What my colleagues and I are seeing today is entirely different [from what we saw during the dot-com bubble in the late 90s]. The students who are now inflating the ranks of CS106A are, it seems, deciding to take a computer science course as a way of bolstering their credentials before they emerge into a weak economy. Most have majors in other areas but recognize, probably correctly, that having programming skills will likely increase their chances of gaining employment in their own field. A surprising number of those students, however, once they get into our introductory courses fall completely in love with the material and continue on to double the size of the downstream courses in the curriculum.

This explains what we are seeing here, too—our 300 level courses often have enrollments in the high 20s, and one of our 300 level courses this spring (Data Mining) actually filled to capacity before registration ended!  And this is translating into majors—32 so far in the sophomore class, with more expected due to double majors.  Our students are falling in love with CS!

So how do we keep the love alive?  How do we make sure that this is not another bubble?  How do we sustain the interest in CS and, at the same time, support these larger numbers of students, so that they get the quality CS education they deserve?

And this is where the “nervous” part I mentioned comes in.  As Roberts points out in the post, the computing field saw a similar rise in demand in the early 1980s, followed by a precipitous drop in interest.  In a 1999 SIGCSE essay, Roberts discusses a bit of what happened:

At some point in the 1980s, these strategies [to deal with the demand] proved insufficient, forcing departments to restrict demand by imposing limits on enrollment. Some institutions attained these limits by setting strict quotas on the number of students who could major in computer science or by requiring extraordinarily high GPAs to declare computer science as a major. Others achieved the same effect without formal limitations, simply by making the introductory courses so difficult that relatively few students would continue in the field.

Students in the mid 1980s did not decide not to major in computer science but were instead prohibited from doing so by departments that lacked the resources to accommodate them. Given the pressures departments faced at the time, these restrictions may well have been necessary. Moreover, they did, in the end, mitigate the crisis. They did so, however, at an enormous cost.

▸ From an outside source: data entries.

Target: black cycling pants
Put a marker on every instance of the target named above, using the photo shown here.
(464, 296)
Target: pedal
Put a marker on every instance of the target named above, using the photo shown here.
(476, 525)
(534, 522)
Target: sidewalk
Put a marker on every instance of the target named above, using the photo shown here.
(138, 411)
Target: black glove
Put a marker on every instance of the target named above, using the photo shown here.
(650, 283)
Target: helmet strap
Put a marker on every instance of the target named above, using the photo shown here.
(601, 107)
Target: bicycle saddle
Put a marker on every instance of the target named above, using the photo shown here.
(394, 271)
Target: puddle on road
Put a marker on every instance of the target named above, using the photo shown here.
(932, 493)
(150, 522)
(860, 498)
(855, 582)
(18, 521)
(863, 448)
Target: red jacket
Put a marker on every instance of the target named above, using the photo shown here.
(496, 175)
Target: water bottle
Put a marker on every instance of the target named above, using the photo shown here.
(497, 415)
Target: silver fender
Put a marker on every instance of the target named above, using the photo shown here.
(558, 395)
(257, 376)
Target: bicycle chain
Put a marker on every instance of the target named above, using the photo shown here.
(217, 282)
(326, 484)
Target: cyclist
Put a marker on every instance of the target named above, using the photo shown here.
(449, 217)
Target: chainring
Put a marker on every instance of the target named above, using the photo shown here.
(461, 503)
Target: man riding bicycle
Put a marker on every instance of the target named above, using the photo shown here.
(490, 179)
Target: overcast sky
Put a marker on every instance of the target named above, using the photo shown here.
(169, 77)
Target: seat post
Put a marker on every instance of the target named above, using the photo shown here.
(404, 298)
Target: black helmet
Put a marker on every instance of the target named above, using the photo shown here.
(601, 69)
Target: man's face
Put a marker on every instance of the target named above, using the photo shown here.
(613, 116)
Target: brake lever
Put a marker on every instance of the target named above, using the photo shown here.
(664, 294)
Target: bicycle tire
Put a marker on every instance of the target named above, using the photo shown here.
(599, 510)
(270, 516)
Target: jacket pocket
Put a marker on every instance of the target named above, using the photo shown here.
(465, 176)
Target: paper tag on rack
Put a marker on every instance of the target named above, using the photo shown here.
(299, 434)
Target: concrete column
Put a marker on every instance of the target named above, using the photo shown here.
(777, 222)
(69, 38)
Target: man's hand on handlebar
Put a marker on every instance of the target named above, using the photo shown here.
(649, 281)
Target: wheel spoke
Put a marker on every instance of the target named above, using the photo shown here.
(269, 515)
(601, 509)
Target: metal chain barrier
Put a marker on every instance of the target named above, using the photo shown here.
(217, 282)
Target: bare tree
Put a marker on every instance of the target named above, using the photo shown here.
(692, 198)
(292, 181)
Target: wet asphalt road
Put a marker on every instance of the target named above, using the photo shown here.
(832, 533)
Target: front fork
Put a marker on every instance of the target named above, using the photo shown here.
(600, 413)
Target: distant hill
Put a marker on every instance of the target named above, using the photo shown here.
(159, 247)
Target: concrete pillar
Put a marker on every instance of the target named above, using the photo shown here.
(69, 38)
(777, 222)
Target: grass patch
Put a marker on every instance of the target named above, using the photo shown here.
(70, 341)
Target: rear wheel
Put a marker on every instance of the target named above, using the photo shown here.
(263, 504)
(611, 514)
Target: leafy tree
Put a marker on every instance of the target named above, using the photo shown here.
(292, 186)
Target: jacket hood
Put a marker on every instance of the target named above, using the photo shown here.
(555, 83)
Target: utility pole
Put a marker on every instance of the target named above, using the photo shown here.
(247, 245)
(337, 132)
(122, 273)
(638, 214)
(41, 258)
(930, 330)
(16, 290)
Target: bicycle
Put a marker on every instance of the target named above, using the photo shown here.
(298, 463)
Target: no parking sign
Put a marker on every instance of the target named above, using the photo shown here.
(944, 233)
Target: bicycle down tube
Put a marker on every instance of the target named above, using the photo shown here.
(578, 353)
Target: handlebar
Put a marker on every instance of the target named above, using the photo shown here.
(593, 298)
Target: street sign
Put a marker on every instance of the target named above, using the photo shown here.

At a time when industry needed more people to sustain its momentum, universities were forced to cut back. The flow of students collapsed, and industry was faced with a shrinking labor pool. Given the complexity of any economic system, it is usually impossible to prove causality, but I have believed for some time that the crisis in academic computer science during the 1980s contributed significantly to the industrial decline at the end of the decade.

The paper goes on to discuss why this is bad for various constituencies, but the biggest deleterious effect?

Enrollment limitation will almost certainly have a disastrous effect on the diversity of the undergraduate computer science population. Students from weaker school systems and those who have not had the opportunity to work with computers at home will have much more trouble with introductory courses designed to act as filters for a limited- admission major. Similarly, studies have documented the fact that women are likely to underrate their own abilities with respect to their male counterparts [16]. Faced with a highly competitive admissions process, women are more likely to choose other options in selecting a major. From 1986 to 1991, the number of men graduating with bachelor’s degrees in computer science dropped by 34 percent, while the number of women declined by 51 percent [2]. (emphasis mine)

And this is why I am nervous.  I am hoping that we’ve learned our lessons from the 1980s and that we, as a CS education community, will find more productive and positive ways to deal with the demands on our limited department resources than imposing quotas and re-adopting the “weed-out” mentality that I hated so much as an engineering major.  It is more important than ever, at this point, that we continue the practices that attract all comers to our major, and that we continue to refine our practices in retaining a diverse population in our classes and in the CS major.  It is most important that we do this in times of wealth, so that we can be proactive instead of reactive and build upon the strength of our numbers.

I hope the CS field is up to the challenge!